30 - 50% decrease in compliance
S4
What causes the increased PaCO₂ in laparoscopic cases?
- Occurs from insuflation.
- The additional CO2 gets absorbed and transported to be blown off from the lungs causing increase PaCO2
S4 lecture
When does the increase in PaCO₂ from gastric insufflation plateau?
10 - 15 min
S5
How does the CRNA typically treat hypercarbia secondary to gastric insufflation?
- ↑Vm
- ↑ VT or RR
S5
For hypercarbia related to gastric insuflation, what is the treatment early in the case vs late in the case?
Early Case:
* adjust settings to blow off excess CO2
Later Case:
* Since the stimulation to breath is from↑ CO₂ its beneficial to not treat to facilitate extubation.
S5
Improper trocar placement can cuase pulmonay complications in laparoscopic cases. List these complications.
- SubQ emphysema, pneumothorax, pneumomediastinum
- Gas embolism
- Endobronchial intubation
GESPP (like GASPH)
S6 lecture
What pulmonary complication is the result of CO₂ insufflation pushing the carina upwards?
- Endobronchial Intubation
- Migration of ETT from carina to the bronchus
- Occurs bc of diaphram elevation and cephaldad displacement of carina.
S6/S10
- sub q emphysema/pneumothroax d/t improper placement of trocars usually resolves in how many mintutes?
- what do we want to monitor?
- usually resolves in 30-60 min
- monitor ventilation/oxygenation
S7
how does a gas embolism develop during insufflation? What are the consequences of this?

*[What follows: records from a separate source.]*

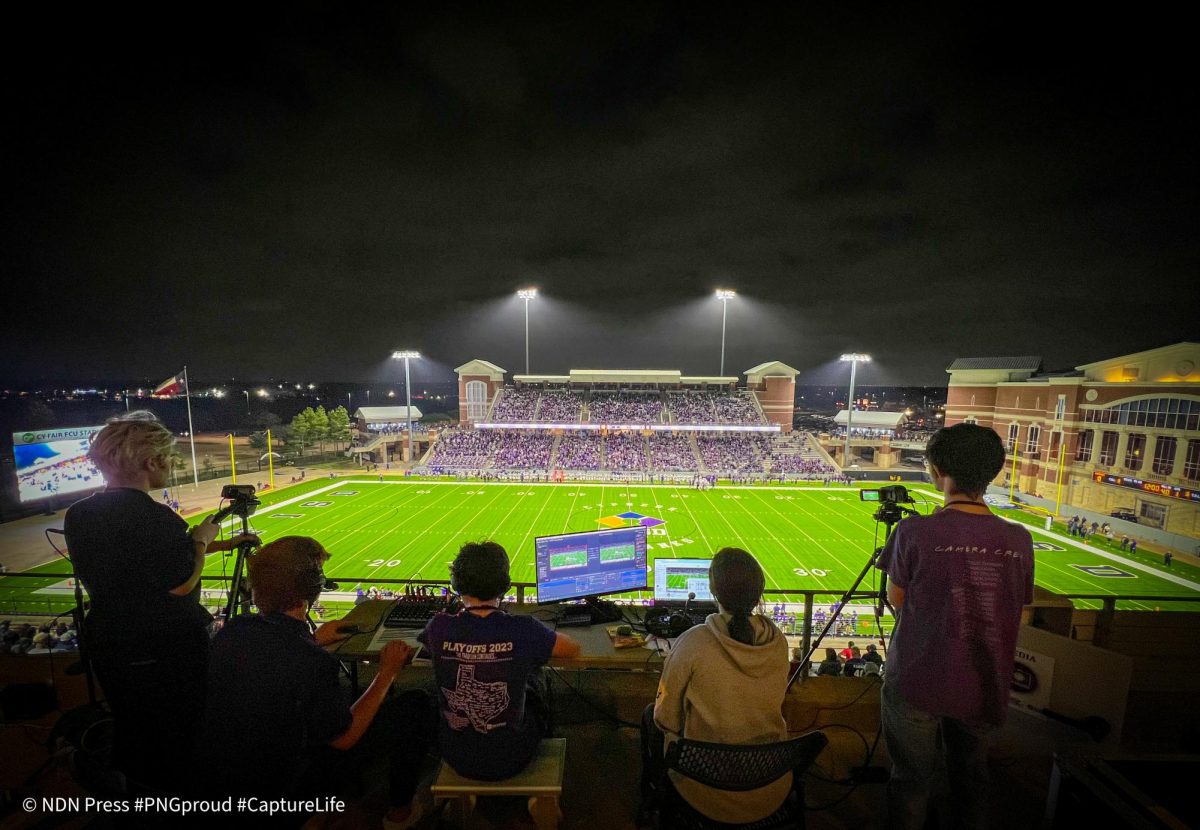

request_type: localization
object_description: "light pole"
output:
[841,353,871,470]
[517,288,538,374]
[716,288,738,378]
[391,349,421,464]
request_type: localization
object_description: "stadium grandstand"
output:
[418,360,840,481]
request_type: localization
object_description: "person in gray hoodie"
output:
[642,548,792,824]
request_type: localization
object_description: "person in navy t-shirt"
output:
[877,423,1033,828]
[418,542,580,781]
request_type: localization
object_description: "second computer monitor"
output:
[534,527,647,602]
[654,558,715,602]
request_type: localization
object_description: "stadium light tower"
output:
[716,288,738,378]
[517,288,538,374]
[391,349,421,464]
[841,353,871,469]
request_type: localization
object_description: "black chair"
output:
[653,730,829,830]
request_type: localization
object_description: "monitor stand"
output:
[583,596,624,625]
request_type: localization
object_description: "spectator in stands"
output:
[642,548,792,824]
[817,648,841,676]
[841,645,863,678]
[64,411,258,792]
[418,542,580,781]
[878,423,1033,828]
[202,536,433,828]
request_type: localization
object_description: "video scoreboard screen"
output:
[12,427,104,504]
[1092,470,1200,501]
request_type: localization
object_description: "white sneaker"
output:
[383,787,433,830]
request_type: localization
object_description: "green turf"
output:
[0,477,1200,611]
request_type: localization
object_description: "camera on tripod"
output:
[221,485,263,518]
[858,485,913,525]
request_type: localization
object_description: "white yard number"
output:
[792,567,829,577]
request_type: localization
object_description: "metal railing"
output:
[0,573,1200,654]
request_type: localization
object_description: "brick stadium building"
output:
[946,343,1200,536]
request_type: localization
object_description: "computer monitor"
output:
[534,527,648,603]
[654,558,716,602]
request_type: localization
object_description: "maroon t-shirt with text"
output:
[877,510,1033,726]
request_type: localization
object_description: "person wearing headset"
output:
[202,536,433,828]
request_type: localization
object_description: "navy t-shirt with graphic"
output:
[418,611,556,781]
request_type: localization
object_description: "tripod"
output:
[787,501,918,688]
[224,505,254,623]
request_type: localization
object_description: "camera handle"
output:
[787,507,917,688]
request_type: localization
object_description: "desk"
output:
[330,600,662,687]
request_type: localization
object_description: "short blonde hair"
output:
[88,410,175,479]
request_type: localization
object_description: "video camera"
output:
[858,485,913,525]
[858,485,912,504]
[212,485,262,524]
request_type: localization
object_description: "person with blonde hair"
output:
[64,411,258,792]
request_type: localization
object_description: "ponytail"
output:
[730,611,754,645]
[709,548,767,645]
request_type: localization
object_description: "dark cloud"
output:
[2,4,1198,383]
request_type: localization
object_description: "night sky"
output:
[0,2,1200,385]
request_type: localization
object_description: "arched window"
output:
[467,380,487,423]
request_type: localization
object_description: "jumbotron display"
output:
[12,426,104,504]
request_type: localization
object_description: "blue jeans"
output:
[880,679,992,830]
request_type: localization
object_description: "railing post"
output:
[1092,596,1117,649]
[800,594,812,682]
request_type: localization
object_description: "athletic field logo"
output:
[596,510,666,528]
[1072,565,1138,579]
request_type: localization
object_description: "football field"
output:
[205,479,1200,611]
[0,476,1200,611]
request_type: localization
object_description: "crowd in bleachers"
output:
[696,433,770,473]
[713,395,762,423]
[430,428,500,469]
[538,392,583,423]
[0,620,79,654]
[554,432,602,470]
[650,432,698,473]
[588,392,662,423]
[494,431,554,470]
[428,428,846,483]
[605,432,646,470]
[492,387,540,423]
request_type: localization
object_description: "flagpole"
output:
[184,366,200,487]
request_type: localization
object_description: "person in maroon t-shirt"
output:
[877,423,1033,828]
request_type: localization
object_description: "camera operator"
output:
[64,411,258,790]
[199,536,433,828]
[877,423,1033,828]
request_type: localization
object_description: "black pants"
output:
[642,703,670,806]
[305,690,436,807]
[91,631,209,793]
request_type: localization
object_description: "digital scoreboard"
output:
[1092,470,1200,503]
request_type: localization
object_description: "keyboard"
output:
[382,594,462,628]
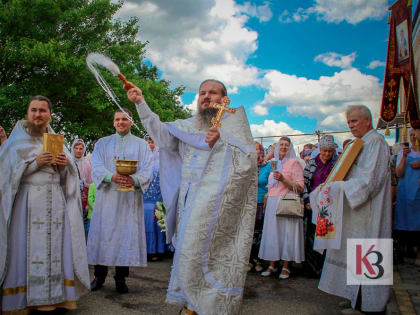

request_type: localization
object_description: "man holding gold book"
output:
[311,105,392,312]
[87,109,153,293]
[127,80,257,315]
[0,96,89,314]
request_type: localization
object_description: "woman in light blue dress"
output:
[143,137,167,261]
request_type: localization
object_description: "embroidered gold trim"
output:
[2,279,75,296]
[64,279,74,287]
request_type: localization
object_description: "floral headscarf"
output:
[255,142,265,166]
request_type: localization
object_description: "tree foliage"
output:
[0,0,189,148]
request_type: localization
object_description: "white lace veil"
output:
[267,137,297,188]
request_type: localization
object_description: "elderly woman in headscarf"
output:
[393,129,420,265]
[71,138,92,228]
[248,142,270,272]
[258,137,305,279]
[303,135,338,277]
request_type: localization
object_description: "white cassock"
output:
[87,133,153,267]
[136,101,257,315]
[0,121,89,312]
[319,130,391,312]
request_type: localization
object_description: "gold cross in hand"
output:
[209,96,236,128]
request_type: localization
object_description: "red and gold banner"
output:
[381,0,420,128]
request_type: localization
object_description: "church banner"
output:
[381,0,420,127]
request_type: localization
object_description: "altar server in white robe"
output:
[87,109,153,293]
[0,95,90,314]
[127,80,257,315]
[319,106,391,312]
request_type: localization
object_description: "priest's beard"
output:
[197,105,218,128]
[25,121,48,137]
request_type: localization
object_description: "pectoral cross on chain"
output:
[209,96,236,128]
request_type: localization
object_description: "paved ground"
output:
[73,259,344,315]
[35,259,420,315]
[393,264,420,315]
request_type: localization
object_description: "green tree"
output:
[0,0,190,149]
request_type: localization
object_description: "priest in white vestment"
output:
[319,106,392,312]
[0,96,90,314]
[127,80,257,315]
[87,109,153,293]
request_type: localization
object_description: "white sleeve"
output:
[135,99,178,150]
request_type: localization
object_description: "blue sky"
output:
[117,0,417,145]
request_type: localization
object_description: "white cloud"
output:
[367,60,385,69]
[184,94,198,115]
[117,0,260,92]
[254,68,381,130]
[279,10,293,23]
[237,1,273,22]
[314,52,356,69]
[253,105,268,116]
[283,0,388,24]
[292,8,309,22]
[250,119,317,150]
[279,8,309,23]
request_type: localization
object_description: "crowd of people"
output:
[0,80,420,314]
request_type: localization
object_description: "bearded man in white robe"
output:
[0,96,89,314]
[87,109,153,293]
[127,80,257,315]
[319,106,391,312]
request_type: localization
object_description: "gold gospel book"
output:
[325,138,364,183]
[44,133,64,164]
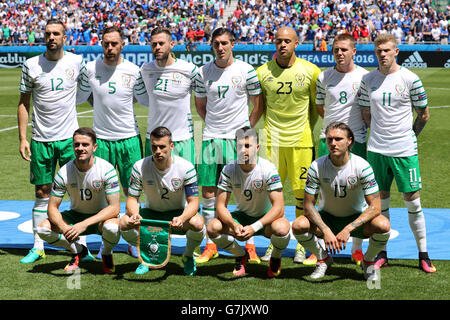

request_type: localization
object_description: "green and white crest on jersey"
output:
[66,68,75,80]
[252,179,264,192]
[92,180,103,192]
[170,178,183,190]
[173,72,183,81]
[347,175,358,187]
[231,76,242,87]
[394,83,406,95]
[352,82,360,95]
[295,73,305,86]
[122,74,131,88]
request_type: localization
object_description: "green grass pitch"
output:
[0,68,450,300]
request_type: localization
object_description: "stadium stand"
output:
[0,0,450,50]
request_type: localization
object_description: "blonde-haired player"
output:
[195,28,262,263]
[316,33,368,265]
[257,27,320,264]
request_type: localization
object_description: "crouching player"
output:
[120,127,206,275]
[207,127,290,277]
[37,128,120,273]
[292,122,390,281]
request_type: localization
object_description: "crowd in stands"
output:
[226,0,450,50]
[0,0,450,50]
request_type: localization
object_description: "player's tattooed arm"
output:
[413,107,430,137]
[303,192,328,232]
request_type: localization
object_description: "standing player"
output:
[316,34,368,265]
[207,127,290,278]
[17,19,91,263]
[37,128,120,274]
[141,27,201,164]
[359,34,436,273]
[195,28,262,263]
[120,127,206,275]
[292,122,390,281]
[77,26,148,257]
[257,27,320,264]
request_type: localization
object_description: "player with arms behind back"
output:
[17,19,94,263]
[316,33,368,265]
[256,27,320,264]
[359,34,436,273]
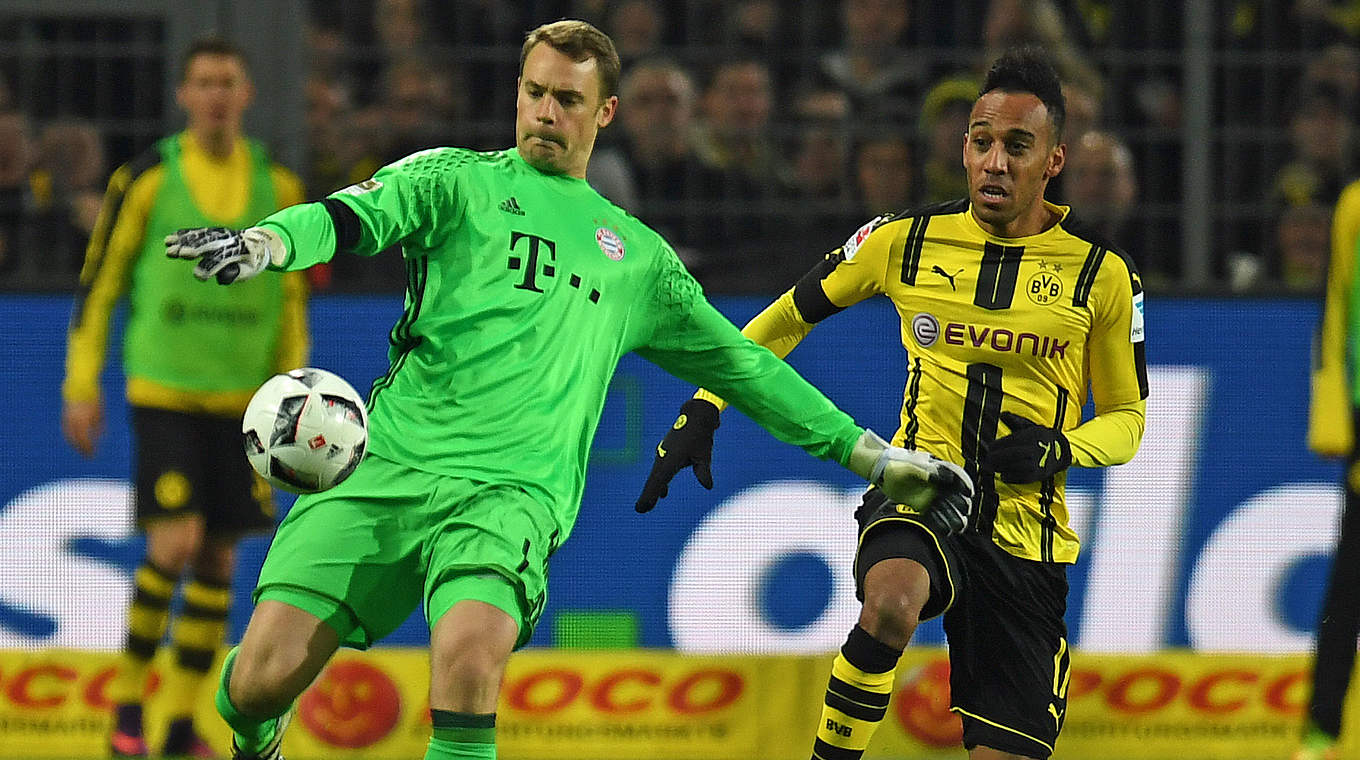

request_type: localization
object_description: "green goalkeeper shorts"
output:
[254,454,556,649]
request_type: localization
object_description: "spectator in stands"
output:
[698,58,792,188]
[1274,203,1331,292]
[305,71,354,193]
[1303,42,1360,109]
[382,56,465,163]
[1272,83,1355,205]
[586,58,755,273]
[605,0,666,63]
[1062,131,1136,240]
[34,120,105,273]
[842,131,919,217]
[982,0,1104,101]
[0,111,38,273]
[793,90,850,204]
[817,0,932,122]
[919,76,981,203]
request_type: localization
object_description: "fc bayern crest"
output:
[596,227,623,261]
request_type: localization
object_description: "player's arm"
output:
[636,240,972,533]
[987,252,1148,483]
[166,150,460,284]
[650,216,892,497]
[269,166,311,373]
[1308,182,1360,457]
[61,160,162,455]
[695,216,894,411]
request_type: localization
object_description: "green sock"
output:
[424,710,496,760]
[216,647,279,753]
[1303,721,1337,752]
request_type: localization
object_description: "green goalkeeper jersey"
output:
[261,148,862,540]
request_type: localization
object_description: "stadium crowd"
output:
[0,0,1360,292]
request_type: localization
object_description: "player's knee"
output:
[860,589,922,644]
[430,646,506,710]
[860,560,930,646]
[227,646,306,718]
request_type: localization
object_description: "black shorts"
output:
[132,407,273,536]
[854,489,1070,757]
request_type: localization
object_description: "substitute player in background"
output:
[1293,176,1360,760]
[61,39,307,757]
[166,20,971,760]
[638,49,1148,760]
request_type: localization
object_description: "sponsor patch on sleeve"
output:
[1129,292,1142,343]
[336,179,382,196]
[840,213,891,261]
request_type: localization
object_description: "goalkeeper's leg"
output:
[216,590,352,759]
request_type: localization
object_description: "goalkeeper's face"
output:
[515,42,619,178]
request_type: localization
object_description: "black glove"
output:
[854,457,976,537]
[632,398,718,514]
[986,412,1072,483]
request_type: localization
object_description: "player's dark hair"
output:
[520,19,623,98]
[180,37,250,82]
[978,45,1068,143]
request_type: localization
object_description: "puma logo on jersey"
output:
[930,264,963,291]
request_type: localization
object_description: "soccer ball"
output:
[241,367,369,494]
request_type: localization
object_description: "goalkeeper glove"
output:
[986,412,1072,483]
[849,430,974,536]
[632,398,719,514]
[166,227,288,286]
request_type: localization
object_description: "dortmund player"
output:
[1291,175,1360,760]
[166,20,972,760]
[61,38,307,757]
[638,50,1148,760]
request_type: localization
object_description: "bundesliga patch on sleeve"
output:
[1129,292,1142,343]
[840,213,891,261]
[336,179,382,196]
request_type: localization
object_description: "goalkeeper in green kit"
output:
[166,20,972,759]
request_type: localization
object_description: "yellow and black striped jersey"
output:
[701,200,1148,563]
[61,131,310,416]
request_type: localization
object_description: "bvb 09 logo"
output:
[1024,271,1062,306]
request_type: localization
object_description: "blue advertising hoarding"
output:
[0,295,1340,651]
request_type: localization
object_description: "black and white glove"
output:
[166,227,288,286]
[632,398,719,514]
[850,430,974,536]
[986,412,1072,483]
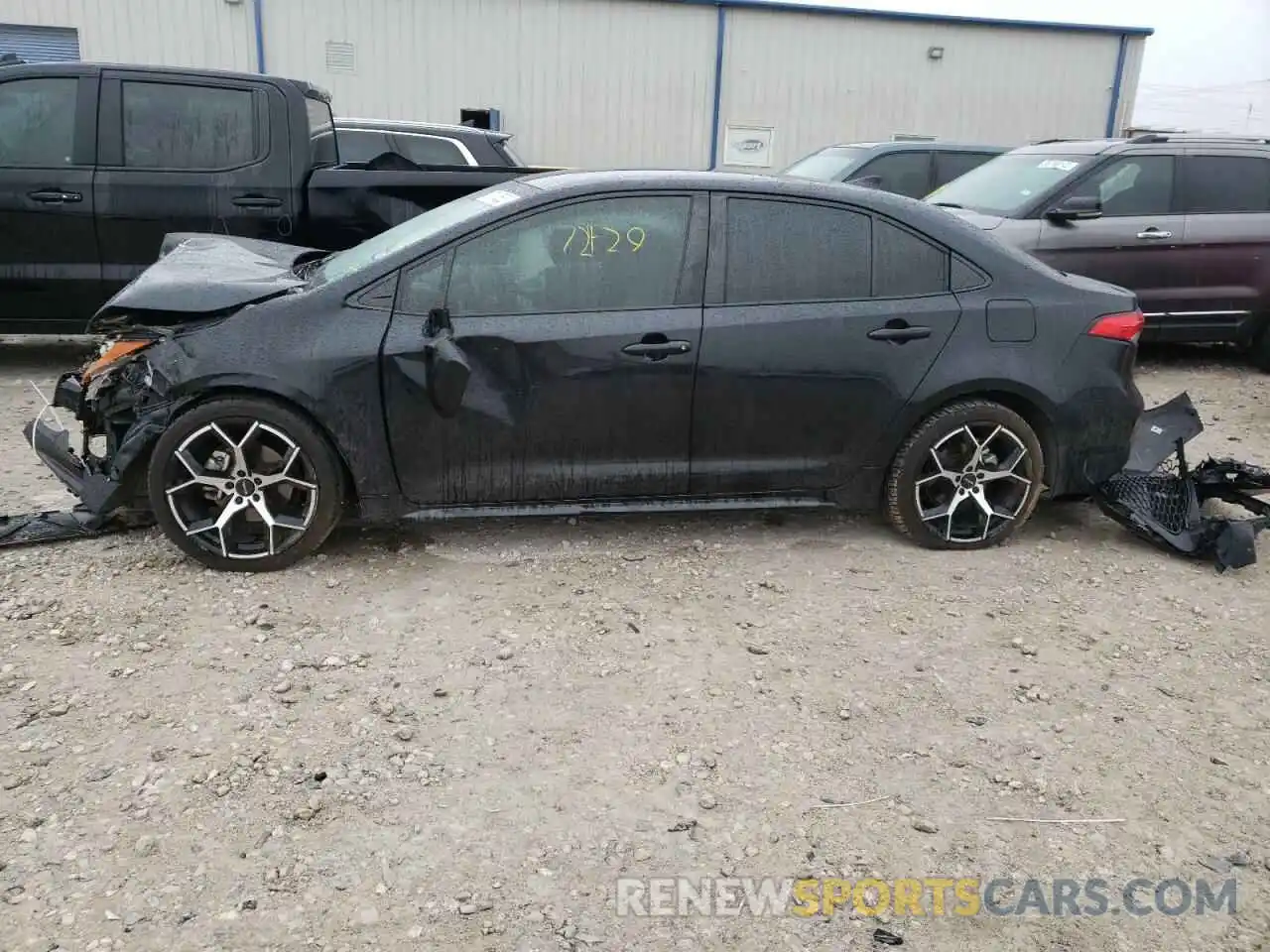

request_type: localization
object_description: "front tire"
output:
[884,400,1045,548]
[147,398,344,572]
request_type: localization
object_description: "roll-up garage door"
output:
[0,23,78,62]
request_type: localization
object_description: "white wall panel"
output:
[264,0,716,168]
[0,0,1144,169]
[0,0,255,71]
[722,9,1120,169]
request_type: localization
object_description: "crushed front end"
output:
[1093,393,1270,572]
[12,330,185,544]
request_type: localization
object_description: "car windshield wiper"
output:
[291,251,335,280]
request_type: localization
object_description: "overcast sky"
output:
[777,0,1270,135]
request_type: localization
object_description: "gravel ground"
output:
[0,339,1270,952]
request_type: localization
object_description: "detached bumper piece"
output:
[0,414,154,548]
[0,505,153,548]
[1093,393,1270,572]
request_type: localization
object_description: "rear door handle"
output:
[27,189,83,204]
[869,325,931,344]
[622,340,693,361]
[234,195,282,208]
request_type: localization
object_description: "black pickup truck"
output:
[0,62,548,334]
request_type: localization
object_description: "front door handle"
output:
[622,334,693,361]
[27,189,83,204]
[234,195,282,208]
[869,321,931,344]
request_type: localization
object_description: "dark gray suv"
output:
[781,140,1006,198]
[926,133,1270,371]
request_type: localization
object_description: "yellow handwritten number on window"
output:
[563,225,648,258]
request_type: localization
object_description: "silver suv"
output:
[926,135,1270,369]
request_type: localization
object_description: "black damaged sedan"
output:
[27,172,1142,571]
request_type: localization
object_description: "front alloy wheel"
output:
[886,400,1044,548]
[150,399,343,571]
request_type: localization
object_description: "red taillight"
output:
[1089,311,1147,344]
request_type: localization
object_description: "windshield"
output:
[926,153,1096,218]
[305,96,339,169]
[782,146,869,181]
[312,184,521,285]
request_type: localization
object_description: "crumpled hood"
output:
[933,203,1004,231]
[87,234,325,334]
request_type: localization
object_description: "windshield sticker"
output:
[472,190,516,208]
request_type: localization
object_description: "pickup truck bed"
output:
[0,62,536,334]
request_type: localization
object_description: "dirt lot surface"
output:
[0,339,1270,952]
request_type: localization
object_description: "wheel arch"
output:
[885,380,1061,485]
[168,380,361,507]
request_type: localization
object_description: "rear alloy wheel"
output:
[149,398,343,572]
[885,400,1044,548]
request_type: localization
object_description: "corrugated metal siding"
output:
[721,10,1120,169]
[264,0,715,168]
[1115,37,1147,136]
[0,0,255,72]
[0,23,78,62]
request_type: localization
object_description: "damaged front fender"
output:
[23,342,190,517]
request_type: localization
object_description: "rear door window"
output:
[935,153,993,187]
[123,81,257,171]
[851,153,931,198]
[724,198,871,304]
[1181,155,1270,214]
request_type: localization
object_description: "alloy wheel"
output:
[164,417,318,559]
[913,422,1035,544]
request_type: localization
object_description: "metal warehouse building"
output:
[0,0,1151,172]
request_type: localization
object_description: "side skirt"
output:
[404,496,835,522]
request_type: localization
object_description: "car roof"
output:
[0,60,330,103]
[820,139,1010,153]
[335,117,512,140]
[517,169,975,229]
[1015,133,1270,155]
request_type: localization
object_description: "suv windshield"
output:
[309,182,522,285]
[926,153,1097,218]
[781,146,869,181]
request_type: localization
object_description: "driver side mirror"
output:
[1045,195,1102,223]
[427,330,471,418]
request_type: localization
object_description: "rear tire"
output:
[149,398,344,572]
[884,400,1045,549]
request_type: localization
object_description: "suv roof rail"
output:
[1129,132,1270,146]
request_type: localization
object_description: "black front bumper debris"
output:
[22,416,124,516]
[1093,393,1270,572]
[0,505,154,548]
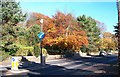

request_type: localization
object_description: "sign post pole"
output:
[38,19,45,65]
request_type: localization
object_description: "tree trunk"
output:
[117,0,120,60]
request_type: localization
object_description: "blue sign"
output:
[12,58,15,61]
[38,32,45,40]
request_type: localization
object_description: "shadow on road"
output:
[13,57,118,77]
[3,57,118,77]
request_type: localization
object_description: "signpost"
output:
[11,57,18,70]
[38,19,45,65]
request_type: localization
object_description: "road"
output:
[1,54,118,76]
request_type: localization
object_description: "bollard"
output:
[11,57,19,70]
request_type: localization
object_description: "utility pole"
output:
[40,19,44,65]
[117,0,120,65]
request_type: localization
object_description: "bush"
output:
[80,45,87,52]
[15,47,34,56]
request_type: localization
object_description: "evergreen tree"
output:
[77,15,100,51]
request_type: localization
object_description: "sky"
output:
[20,0,118,33]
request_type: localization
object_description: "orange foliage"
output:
[27,12,88,50]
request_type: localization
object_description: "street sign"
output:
[38,32,45,40]
[11,57,19,70]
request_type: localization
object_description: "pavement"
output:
[0,53,116,76]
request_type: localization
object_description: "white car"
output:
[99,51,107,56]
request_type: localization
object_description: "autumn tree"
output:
[100,32,118,51]
[26,12,88,52]
[0,0,25,55]
[77,15,100,52]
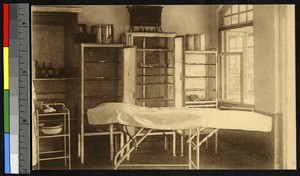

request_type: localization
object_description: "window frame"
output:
[218,5,255,107]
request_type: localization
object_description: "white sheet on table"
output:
[87,103,272,132]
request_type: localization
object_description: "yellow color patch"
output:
[3,47,9,90]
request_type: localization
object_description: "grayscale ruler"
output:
[18,3,31,174]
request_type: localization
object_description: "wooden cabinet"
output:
[122,32,175,107]
[31,10,80,162]
[175,36,218,108]
[35,103,71,170]
[79,43,136,163]
[31,12,79,114]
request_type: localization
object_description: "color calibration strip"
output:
[3,4,11,174]
[3,3,31,174]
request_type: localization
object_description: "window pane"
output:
[248,34,253,46]
[247,11,253,21]
[225,8,231,15]
[228,76,240,97]
[240,13,247,23]
[240,5,246,12]
[224,17,231,25]
[231,15,239,24]
[231,5,239,13]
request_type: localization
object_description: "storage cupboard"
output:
[122,32,175,107]
[78,43,136,163]
[31,10,80,165]
[175,36,218,108]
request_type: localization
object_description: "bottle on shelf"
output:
[34,61,41,78]
[48,62,54,77]
[40,62,46,78]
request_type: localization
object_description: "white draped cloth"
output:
[87,103,272,132]
[31,83,37,166]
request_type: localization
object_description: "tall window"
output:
[219,5,254,105]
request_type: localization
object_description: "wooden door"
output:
[174,36,184,107]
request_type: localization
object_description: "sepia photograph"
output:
[30,4,297,170]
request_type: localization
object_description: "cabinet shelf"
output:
[84,95,121,99]
[84,77,121,81]
[185,100,216,105]
[136,98,174,102]
[39,134,70,139]
[185,88,216,92]
[185,50,218,54]
[137,48,173,52]
[185,63,216,65]
[84,60,121,64]
[137,74,173,77]
[138,65,174,68]
[33,77,78,81]
[39,155,70,161]
[185,103,216,108]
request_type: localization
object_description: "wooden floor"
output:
[35,131,273,170]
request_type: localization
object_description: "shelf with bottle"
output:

- Gas infused directly into vessel
- Gas lock in vena cava causes obstruction to venous return.
- Massive CO drop (andy)
S8
What are the s/s of gas embolism?
- ↓ EtCO₂ (best early sign)
- Tachycardia
- Cardiac Dysrhythmias
- ↓ BP w/ ↑ CVP
- Millwheel murmur
- Hypoxemia
S9
millwheel murmur- characteristic splashing auscultatory sound due to the presence of gas in the cardiac chambers
What is the treatment for CO₂ gas embolism?
- Cessation of insufflation/release of pneumopertioneum
- Trendelenburg + left lateral
- Fluid bolus
- 100% O₂
- Aspiration of air
- Vasopressor support
S9
How does a CRNA ensure endobronchial intubation hasn’t occured?
- monitor positon of ETT and adjust as needed
- pt has bilateral breath sounds
- pulse oximetry
S10
At what intraperitoneal pressure do the hemodynamic effects of insufflation set in?
> 10 mmHg IAP
S11
- What hemodynamic changes are seen with insufflation?
- When do these changes resolve?
- ↓ CO d/t high SVR
- proportional
- ↑ arterial pressure
- ↑ SVR/PVR
These resolve in several minutes
S11
What drugs would be best for the hemodynamic effects (hypertension) from CO₂ insufflation?
- Want short term treatment medicine since the SE go away:
- Vapor
- Nitroglycerin
- Nicardipine (Cardene)
- Remifentanil
- Esmolol (lecture)
S12
How much do cardiac arrhythmias increase with increased PaCO₂?
Trick question. Arrhythmias arise from hypoxia not from hypercarbia.